Double the misery

UN refugee agency reports that 88 Pakistani nationals have been deported from Sri Lanka since the first of August.


Editorial September 04, 2014

A Sri Lankan court on September 1 ruled that the Sri Lankan authorities were right to seek the expulsion of a group of Pakistani asylum seekers, saying that they were a threat to the public health and security of the island state. The state in making its case to the court appealed against an earlier ruling that suspended the deportation, saying that there was evidence that the asylum seekers were bringing malaria into the country — patently nonsensical as malaria is not transmissible human-to-human only by the bite of an infected mosquito — and that they were ‘committing crimes’. Pakistani asylum seekers who end up in Sri Lanka have not had an easy time of it, and many of them are members of the Ahmadi community, which has been persecuted in Pakistan for decades and is discriminated against constitutionally. The Ahmadis are by nature peaceful and whilst it is not impossible that they are involved in crime in Sri Lanka, it seems unlikely to be anything on the scale of organised crime.

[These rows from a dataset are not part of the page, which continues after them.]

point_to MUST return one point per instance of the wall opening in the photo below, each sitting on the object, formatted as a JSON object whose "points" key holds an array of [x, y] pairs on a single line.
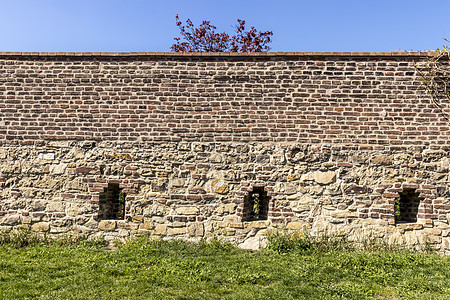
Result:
{"points": [[256, 205], [407, 206], [112, 203]]}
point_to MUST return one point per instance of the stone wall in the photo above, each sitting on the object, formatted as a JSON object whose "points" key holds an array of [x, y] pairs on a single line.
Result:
{"points": [[235, 146]]}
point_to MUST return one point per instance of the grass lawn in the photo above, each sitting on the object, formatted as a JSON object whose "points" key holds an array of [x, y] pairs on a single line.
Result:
{"points": [[144, 269]]}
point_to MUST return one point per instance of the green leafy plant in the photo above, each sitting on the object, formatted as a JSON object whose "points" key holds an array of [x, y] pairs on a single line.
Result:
{"points": [[435, 74]]}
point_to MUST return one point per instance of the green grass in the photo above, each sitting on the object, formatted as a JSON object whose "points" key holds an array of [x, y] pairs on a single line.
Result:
{"points": [[144, 269]]}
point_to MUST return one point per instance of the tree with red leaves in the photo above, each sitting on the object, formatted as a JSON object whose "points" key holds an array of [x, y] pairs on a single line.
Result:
{"points": [[206, 39]]}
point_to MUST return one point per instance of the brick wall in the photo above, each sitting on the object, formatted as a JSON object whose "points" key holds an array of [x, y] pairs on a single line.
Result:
{"points": [[346, 98], [193, 146]]}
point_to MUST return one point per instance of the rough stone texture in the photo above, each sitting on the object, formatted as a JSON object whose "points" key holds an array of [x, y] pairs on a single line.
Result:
{"points": [[332, 141]]}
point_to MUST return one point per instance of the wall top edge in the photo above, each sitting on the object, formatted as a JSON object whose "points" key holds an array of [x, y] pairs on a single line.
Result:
{"points": [[220, 54]]}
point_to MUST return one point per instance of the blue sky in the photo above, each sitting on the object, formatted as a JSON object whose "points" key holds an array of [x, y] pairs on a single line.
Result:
{"points": [[138, 25]]}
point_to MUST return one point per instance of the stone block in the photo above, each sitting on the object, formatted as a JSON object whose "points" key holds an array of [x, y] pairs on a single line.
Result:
{"points": [[176, 231], [295, 225], [160, 229]]}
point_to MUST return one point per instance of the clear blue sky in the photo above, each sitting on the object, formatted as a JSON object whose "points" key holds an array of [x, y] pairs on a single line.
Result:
{"points": [[139, 25]]}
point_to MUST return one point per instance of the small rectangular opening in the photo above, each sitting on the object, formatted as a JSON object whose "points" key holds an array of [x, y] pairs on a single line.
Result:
{"points": [[256, 205], [407, 206], [112, 203]]}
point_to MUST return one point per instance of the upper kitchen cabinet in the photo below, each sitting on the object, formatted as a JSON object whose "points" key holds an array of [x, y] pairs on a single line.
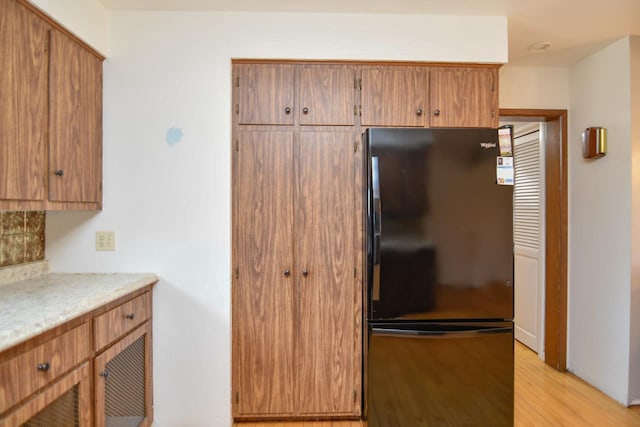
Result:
{"points": [[23, 104], [327, 95], [75, 111], [464, 97], [50, 114], [265, 94], [395, 96]]}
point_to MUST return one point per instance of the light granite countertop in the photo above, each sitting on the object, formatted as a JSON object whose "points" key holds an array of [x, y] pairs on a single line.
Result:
{"points": [[34, 305]]}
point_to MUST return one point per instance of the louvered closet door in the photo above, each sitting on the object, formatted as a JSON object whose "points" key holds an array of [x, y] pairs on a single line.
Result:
{"points": [[263, 316], [527, 230], [325, 225]]}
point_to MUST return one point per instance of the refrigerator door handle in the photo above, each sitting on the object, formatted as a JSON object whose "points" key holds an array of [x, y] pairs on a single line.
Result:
{"points": [[377, 227], [468, 333], [377, 214]]}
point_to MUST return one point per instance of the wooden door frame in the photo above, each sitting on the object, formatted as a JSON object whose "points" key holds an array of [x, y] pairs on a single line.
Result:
{"points": [[556, 224]]}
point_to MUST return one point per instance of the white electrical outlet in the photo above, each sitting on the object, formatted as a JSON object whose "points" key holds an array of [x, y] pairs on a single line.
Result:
{"points": [[105, 240]]}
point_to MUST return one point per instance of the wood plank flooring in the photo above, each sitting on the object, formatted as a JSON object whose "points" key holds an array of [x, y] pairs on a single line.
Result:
{"points": [[544, 397]]}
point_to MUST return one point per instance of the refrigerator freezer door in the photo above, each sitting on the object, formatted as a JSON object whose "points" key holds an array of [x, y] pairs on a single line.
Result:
{"points": [[440, 375], [442, 227]]}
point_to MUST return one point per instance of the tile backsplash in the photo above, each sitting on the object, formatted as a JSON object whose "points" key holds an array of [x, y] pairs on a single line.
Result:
{"points": [[21, 237]]}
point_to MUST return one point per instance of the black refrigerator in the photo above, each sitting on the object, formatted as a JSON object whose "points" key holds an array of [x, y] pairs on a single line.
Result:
{"points": [[439, 295]]}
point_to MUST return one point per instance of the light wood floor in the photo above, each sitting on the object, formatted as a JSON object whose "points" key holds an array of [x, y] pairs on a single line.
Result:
{"points": [[543, 398]]}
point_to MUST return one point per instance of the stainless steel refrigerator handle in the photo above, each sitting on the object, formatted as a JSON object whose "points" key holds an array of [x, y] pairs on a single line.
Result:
{"points": [[377, 214], [471, 333]]}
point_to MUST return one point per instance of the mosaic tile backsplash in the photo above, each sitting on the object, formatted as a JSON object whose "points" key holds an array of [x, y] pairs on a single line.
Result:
{"points": [[21, 237]]}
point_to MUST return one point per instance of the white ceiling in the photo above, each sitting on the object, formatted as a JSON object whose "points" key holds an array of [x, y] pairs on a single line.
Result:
{"points": [[575, 28]]}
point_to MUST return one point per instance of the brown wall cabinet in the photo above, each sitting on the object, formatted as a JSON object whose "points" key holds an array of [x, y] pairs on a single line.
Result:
{"points": [[398, 96], [267, 94], [50, 114], [296, 333], [48, 380]]}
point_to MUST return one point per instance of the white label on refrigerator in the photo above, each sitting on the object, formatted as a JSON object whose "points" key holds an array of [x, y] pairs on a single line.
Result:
{"points": [[504, 170]]}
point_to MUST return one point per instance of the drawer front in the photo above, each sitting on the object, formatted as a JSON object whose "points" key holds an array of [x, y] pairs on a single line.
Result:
{"points": [[117, 322], [35, 368]]}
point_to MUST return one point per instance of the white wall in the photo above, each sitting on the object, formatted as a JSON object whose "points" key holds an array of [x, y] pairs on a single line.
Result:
{"points": [[170, 205], [87, 19], [534, 87], [634, 350], [600, 223]]}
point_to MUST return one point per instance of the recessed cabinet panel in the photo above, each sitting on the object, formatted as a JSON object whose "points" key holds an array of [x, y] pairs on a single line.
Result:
{"points": [[464, 98], [395, 96], [325, 223], [265, 94], [327, 95], [23, 103], [123, 381], [264, 315]]}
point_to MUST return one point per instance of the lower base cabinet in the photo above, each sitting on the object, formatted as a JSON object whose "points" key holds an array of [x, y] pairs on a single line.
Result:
{"points": [[49, 382], [66, 403], [123, 381]]}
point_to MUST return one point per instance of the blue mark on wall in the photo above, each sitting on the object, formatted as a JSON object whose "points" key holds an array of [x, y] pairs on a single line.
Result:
{"points": [[174, 135]]}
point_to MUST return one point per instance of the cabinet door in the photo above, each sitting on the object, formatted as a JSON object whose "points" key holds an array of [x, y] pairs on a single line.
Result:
{"points": [[329, 361], [122, 379], [265, 94], [327, 95], [263, 306], [464, 98], [75, 150], [23, 103], [394, 96]]}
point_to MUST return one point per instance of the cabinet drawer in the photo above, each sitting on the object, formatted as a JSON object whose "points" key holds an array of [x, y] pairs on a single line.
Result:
{"points": [[35, 368], [116, 322]]}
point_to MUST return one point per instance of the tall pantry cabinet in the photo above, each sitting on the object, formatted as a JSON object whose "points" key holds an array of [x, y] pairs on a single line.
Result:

The asylum seekers are now open to deportation, back to the country which many of those of them who are Ahmadi had good cause to flee. The very fact that they have attracted attention to themselves by going to Sri Lanka is a virtual guarantee that they will be on the receiving end of some unwelcome attention when they arrive back in Pakistan — they will have been doubly cursed by virtue of their faith. The United Nations refugee agency reports that 88 Pakistani nationals have been deported since the first of August in what it claims is a breach of international law. There are another 75 awaiting deportation. The UN is adamant that those claiming asylum for reasons of religious persecution must have their cases particularly closely investigated. Unfortunately, for the asylum seekers Sri Lanka is not a signatory to the 1951 UN Refugee Convention — a fact most will be unaware of before they took flight. These people got no protection in Pakistan, and are being ejected from Sri Lanka on the thinnest of pretexts. Injustice knows no bounds.

Published in The Express Tribune, September 5th, 2014.